Les populations inhalent à longueur de journée la poussière que soulèvent sur leur passage les nombreuses voitures traversant les routes sablonneuses de la commune.

“Je suis allé dans tous les ministères, dans beaucoup de directions de sociétés nationales, celle chargée des collectivités territoriales, par exemple, pour les alerter du niveau de pauvreté de notre commune. Nous avons 10 écoles primaires. Aucune d’entre elles ne dispose de la moindre machine de reprographie”, se plaint M. Sow.

“Même pour photocopier des documents, les enseignants sont obligés d’aller à Niakhène ou à Pékesse”, des localités situées à plusieurs kilomètres de Mbayenne, regrette le maire.

Le contact noué avec les responsables du PUDC est suivi des nombreux coups de fil sans suite du président du conseil municipal, selon ses dires. “C’est toujours la même chanson”, se désole-t-il ajoutant, en citant ses interlocuteurs : “Le programme de Mbayenne est bien là. Nous ne tarderons pas à venir donner les premiers coups de pioche.”

L’unique école d’enseignement moyen de la commune est confrontée à un manque de salles de classe et d’autres équipements, selon son principal, Robert Yoro Faye.

Élèves et animaux en divagation se partagent la cour du collège, la traversée de l’école par les animaux domestiques contraignant très souvent enseignants et élèves à interrompre les cours.

Le principal du collège d’enseignement moyen ne sait plus à quel saint se vouer, après avoir interpellé à maintes reprises le maire.

“Au début de l’année, j’ai fait part au maire de nos besoins. Nous avons réclamé un bloc administratif, par exemple”, s’inquiète M. Faye, disant être dépourvu lui-même d’un bureau et de toilettes.

“Enseignants et élèves se partagent les seules toilettes qui existent”, ajoute le chef d’établissement.

Une pièce très étroite sert en même temps de bureau du principal du collège, de salle des professeurs et de magasin de stockage du matériel didactique. Les ballons et les tapis utilisés pour les cours d’éducation physique y sont entassés.

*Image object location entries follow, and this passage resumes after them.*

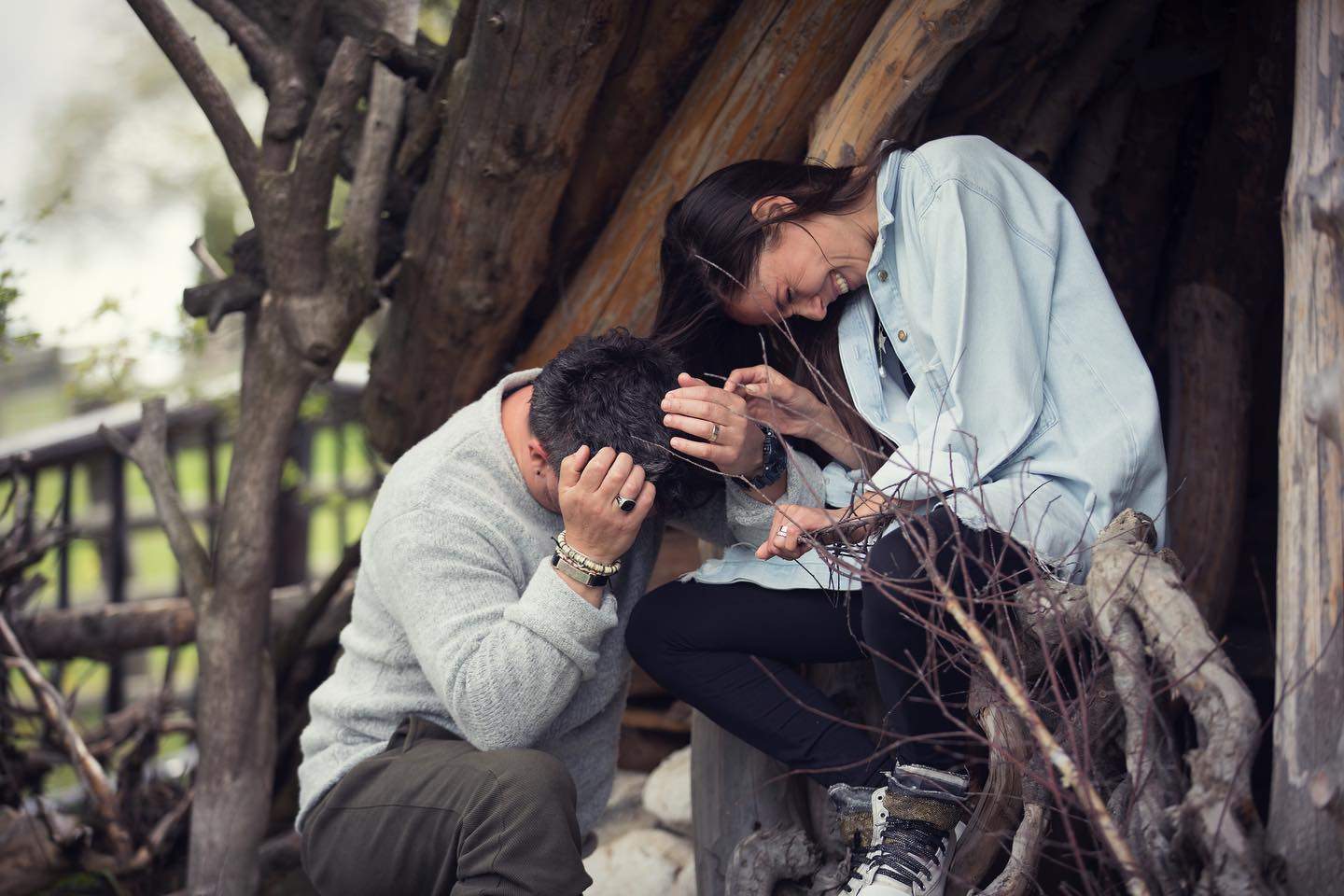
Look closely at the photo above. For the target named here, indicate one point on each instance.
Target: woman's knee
(653, 629)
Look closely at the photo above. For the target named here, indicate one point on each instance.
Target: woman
(969, 360)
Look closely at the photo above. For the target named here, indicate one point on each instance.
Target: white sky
(51, 49)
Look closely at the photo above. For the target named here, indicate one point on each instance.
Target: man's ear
(769, 207)
(535, 452)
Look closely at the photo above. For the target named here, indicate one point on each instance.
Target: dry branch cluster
(1112, 731)
(507, 193)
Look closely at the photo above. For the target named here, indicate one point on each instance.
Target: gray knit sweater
(460, 618)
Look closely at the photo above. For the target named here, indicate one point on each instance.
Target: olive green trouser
(434, 814)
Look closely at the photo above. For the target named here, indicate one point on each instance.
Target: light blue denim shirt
(1032, 410)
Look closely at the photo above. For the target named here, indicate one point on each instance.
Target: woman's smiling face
(804, 268)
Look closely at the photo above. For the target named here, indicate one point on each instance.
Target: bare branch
(91, 776)
(1069, 771)
(106, 630)
(295, 635)
(386, 104)
(228, 296)
(149, 453)
(333, 113)
(257, 46)
(207, 260)
(204, 86)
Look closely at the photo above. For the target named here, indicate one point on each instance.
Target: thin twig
(91, 774)
(182, 51)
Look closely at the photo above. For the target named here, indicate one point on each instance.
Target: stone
(625, 807)
(666, 794)
(643, 861)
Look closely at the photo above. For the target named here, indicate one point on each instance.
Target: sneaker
(902, 835)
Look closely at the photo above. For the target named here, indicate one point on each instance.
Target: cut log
(897, 74)
(477, 238)
(1226, 278)
(1216, 809)
(735, 791)
(665, 48)
(773, 67)
(1137, 213)
(1309, 723)
(1053, 119)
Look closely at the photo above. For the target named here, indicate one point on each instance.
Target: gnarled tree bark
(477, 238)
(770, 72)
(1309, 727)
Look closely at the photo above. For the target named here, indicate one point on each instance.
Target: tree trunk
(477, 238)
(770, 72)
(1222, 289)
(235, 707)
(1309, 727)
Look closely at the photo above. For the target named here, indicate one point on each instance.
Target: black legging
(729, 651)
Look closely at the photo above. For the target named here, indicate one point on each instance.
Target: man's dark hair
(608, 391)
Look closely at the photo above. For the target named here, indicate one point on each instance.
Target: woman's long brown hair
(711, 245)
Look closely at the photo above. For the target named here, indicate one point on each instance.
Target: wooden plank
(770, 72)
(479, 234)
(734, 791)
(897, 74)
(1309, 723)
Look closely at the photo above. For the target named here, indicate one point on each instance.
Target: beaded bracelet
(582, 560)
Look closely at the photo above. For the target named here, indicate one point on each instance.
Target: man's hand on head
(589, 488)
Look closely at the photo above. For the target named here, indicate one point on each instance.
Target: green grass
(152, 568)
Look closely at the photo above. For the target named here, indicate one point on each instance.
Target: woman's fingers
(754, 373)
(705, 450)
(702, 410)
(706, 394)
(693, 425)
(686, 379)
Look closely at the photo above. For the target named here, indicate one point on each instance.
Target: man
(465, 740)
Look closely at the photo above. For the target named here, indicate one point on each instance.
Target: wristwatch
(582, 577)
(773, 462)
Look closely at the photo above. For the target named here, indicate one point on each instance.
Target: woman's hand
(791, 523)
(732, 441)
(791, 410)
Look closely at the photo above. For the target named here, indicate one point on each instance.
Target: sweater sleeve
(504, 663)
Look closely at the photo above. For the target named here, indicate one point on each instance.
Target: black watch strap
(773, 461)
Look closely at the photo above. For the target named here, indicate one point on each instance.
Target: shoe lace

“J’aurai des comptes à rendre à l’inspection d’académie de Thiès, si jamais quelque copie disparaît lors des déplacements entre Mbayenne et Pékesse ou Niakhène. Nous avons beau faire des efforts, rien n’a été fait pour équiper notre école”, se plaint Robert Yoro Faye, affirmant que les classes ont des effectifs en surnombre.

Interpellée sur la situation du collège de Mbayenne, la présidente du conseil départemental de Tivaouane, Seynabou Gaye Touré, a promis de lui offrir des tablettes.

Il ne resterait que “les procédures administratives” pour les distribuer, dit le principal en citant Mme Touré.